SodaStream (SODA) stock climbed 63.5 % in August, according to data provided by S&P Global Market Intelligence. The company's share price skyrocketed following blockbuster quarterly results, then posted more big gains later in the month on news that the business was being acquired by PepsiCo (PEP -1.58%).
SodaStream published second-quarter results on Aug. 1, delivering sales and earnings that came in well ahead of the market's expectations, and it made big upward revisions to its full-year targets. Pepsi then announced on Aug. 20 that its offer to acquire the company for $3.4 billion had been accepted.
Sales for the quarter that included June were up 31% year over year, reaching $171.5 million and beating the average analyst revenue estimate by roughly $22 million. Earnings for the period jumped 82% year over year to land at $1.14 per share -- trouncing the average analyst estimate of $0.71.
In conjunction with the fantastic quarterly results, SodaStream delivered a strong slate of guidance revisions. The company raised its annual sales growth target from 8% to 15%, and its operating-income growth target from 15% to 44%. It also increased its EPS growth target from 8% to 31%.
SodaStream's big month wasn't over, however. PepsiCo then announced that its offer to buy SodaStream at a price of $144 per share (valuing the company at roughly $3.2 billion) had been accepted.
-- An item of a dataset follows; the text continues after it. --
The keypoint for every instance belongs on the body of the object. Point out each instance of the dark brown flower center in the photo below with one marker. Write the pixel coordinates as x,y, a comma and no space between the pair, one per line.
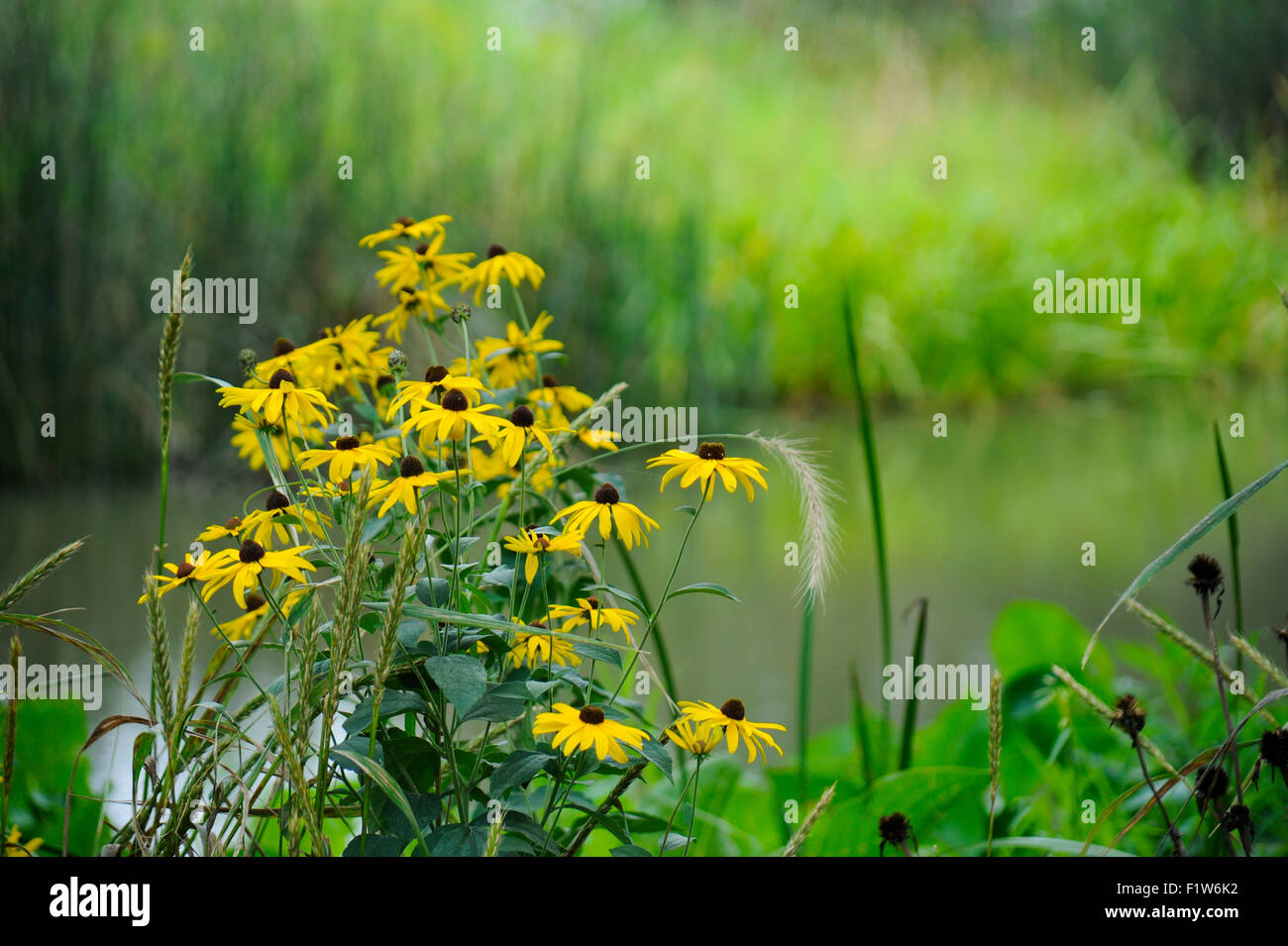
455,400
734,709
Here's Pepsi's incoming CEO Ramon Laguarta discussing the value that he sees SodaStream adding to his company: "SodaStream is highly complementary and incremental to our business, adding to our growing water portfolio, while catalyzing our ability to offer personalized in-home beverage solutions around the world. From breakthrough innovations like Drinkfinity to beverage dispensing technologies like Spire for food service and Aquafina water stations for workplaces and colleges, PepsiCo is finding new ways to reach consumers beyond the bottle, and today's announcement is fully in line with that strategy."
The $3.2 billion deal valued SodaStream at an 11% premium compared with its closing price on the day of the announcement, and a 32% premium based on its 30-day moving average. How exactly the acquisition will play out for Pepsi over the long term is difficult to map, but it has the potential to be a good fit with the beverage giant's diversification initiatives. Motley Fool contributor Jeffery Bowman recently weighed in on the buyout and thinks Pepsi got a great deal.
Sales of SodaStream's sparkling-water maker are booming, climbing 22% last quarter to surpass a million units. Pepsi is looking to continue its move away from sugary beverages and toward healthier options to keep up with shifting consumer tastes. It expects the deal to close by January 2019.